North Korea is creating its own time zone, Pyongyang Standard Time, to break away from the time zone imposed by Japan's "imperialists".
The new time zone, set back by 30 minutes, will come into force on 15 August coinciding with the country's 70th anniversary of liberation from Japanese forces.
"The wicked Japanese imperialists committed such unpardonable crimes as depriving Korea of even its standard time while mercilessly trampling down its land with 5,000-year-long history and culture and pursuing the unheard-of policy of obliterating the Korean nation," said a statement from the Korean Central News Agency (KCNA).
The North's current standard time, which is nine hours ahead of GMT, is the same as that of South Korea and Japan. The decree, announced by the country's top lawmaking body, the Presidium of the Supreme People's Assembly, would roll back the North to the time zone which was present before Japan colonised the Korean peninsula.
Sentiments against Japan's colonialism run deep in both Koreas a period in which hundreds of thousands of Koreans were tortured.

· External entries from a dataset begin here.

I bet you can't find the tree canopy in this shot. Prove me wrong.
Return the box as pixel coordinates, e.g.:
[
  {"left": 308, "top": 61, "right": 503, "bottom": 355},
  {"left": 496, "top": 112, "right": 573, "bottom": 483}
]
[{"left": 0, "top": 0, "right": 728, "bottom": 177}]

"Some difficulties are likely to come in inter-Korean exchanges including flows to and from the Kaesong Industrial Complex. In the long-term, it could negatively affect inter-Korean integration, standard consolidation and efforts to recover the homogeneity of the South and North," South Korea's unification ministry spokesperson Jeong Joon-hee told reporters at a news conference.
Though the South had also attempted to switch to the pre-colonial time zone, it carried on with the current standard time due practical reasons.